Ezoteryzm to dostępna wiedza dla wybranych. Podobnie
definiowana jest gnoza (forma świadomości religijnej, narzędzia samozbawienia).
Ezoteryzm gnostycki uprawiali Ireneusz, Hipolit czy Epifaniusz. Ireneusz mówił:
Tym, których przez zwykłe pytania odwiedli od wiary i uczynili powolnymi
sobie słuchaczom, opowiadają potem prywatnie swe niewypowiedziane tajemnice
Pełni (Adversus Hareses III.15.2).
Gnostycyzm był bardzo popularny w I wieku.

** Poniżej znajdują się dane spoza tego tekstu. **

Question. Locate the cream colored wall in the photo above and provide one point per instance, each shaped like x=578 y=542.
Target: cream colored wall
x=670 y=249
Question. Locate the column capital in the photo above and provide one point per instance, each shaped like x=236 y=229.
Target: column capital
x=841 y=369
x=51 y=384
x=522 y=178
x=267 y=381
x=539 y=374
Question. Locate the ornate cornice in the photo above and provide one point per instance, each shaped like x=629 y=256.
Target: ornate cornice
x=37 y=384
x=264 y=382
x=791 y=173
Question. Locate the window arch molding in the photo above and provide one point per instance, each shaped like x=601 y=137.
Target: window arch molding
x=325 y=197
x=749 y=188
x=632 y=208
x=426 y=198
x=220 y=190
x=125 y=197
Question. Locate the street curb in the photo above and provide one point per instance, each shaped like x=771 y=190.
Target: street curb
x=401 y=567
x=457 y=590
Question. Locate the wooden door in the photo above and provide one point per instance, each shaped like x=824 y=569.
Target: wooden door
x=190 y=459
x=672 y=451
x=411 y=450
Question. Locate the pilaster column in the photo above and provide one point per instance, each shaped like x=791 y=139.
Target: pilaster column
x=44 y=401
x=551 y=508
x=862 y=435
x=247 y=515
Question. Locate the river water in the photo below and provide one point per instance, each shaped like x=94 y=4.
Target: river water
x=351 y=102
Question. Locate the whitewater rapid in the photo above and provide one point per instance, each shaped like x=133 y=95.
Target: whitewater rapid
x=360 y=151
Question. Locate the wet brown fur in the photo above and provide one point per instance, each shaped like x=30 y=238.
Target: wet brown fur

Niezrozumiałość przesłania Jezusa, brak o Nim rzetelnej wiedzy powodowało, że
uważano, że tajemnica wywodzi się z Bożej koncepcji. W Nag Hammadi odnaleziono
głównie pisma gnostyckie. jak Apokryf Jana, Apokalipsa Jakuba, Apokalipsa
Piotra i inne. Ewangelia Tomasza rozpoczyna się od słów: To są
tajemne słowa, które Jezus żywy wypowiedział, a zapisał je Didymos Juda Tomasz.
Ireneusz uważał potajemne nauczanie wybranych uczniów za normalne. Tajemne
pouczenia wiązały się z godnością wybranych. Tajemnicą były nie tylko słowa
Jezusa, ale i cała Jego Osoba. Ba, nawet imię Jezusa było tajemnicą. Ta
atmosfera tajemniczości miała wpływ na
doktrynę wiary. Łatwiej było w tej atmosferze przyjmować niezwykłe konstrukcje
teologiczne (preegzystencja Jezusa, troistość Boga, istnienie eonów, działanie
aniołów i szatana). Wystarczyło zaznaczyć, że to tajemnica. W ten sposób
wyrażano jakby akceptację na wprowadzenie do doktryny chrześcijańskiej pojęć o
konstrukcjach niezwykłych. Do komentarzy biblijnych stosowano mistykę liczb.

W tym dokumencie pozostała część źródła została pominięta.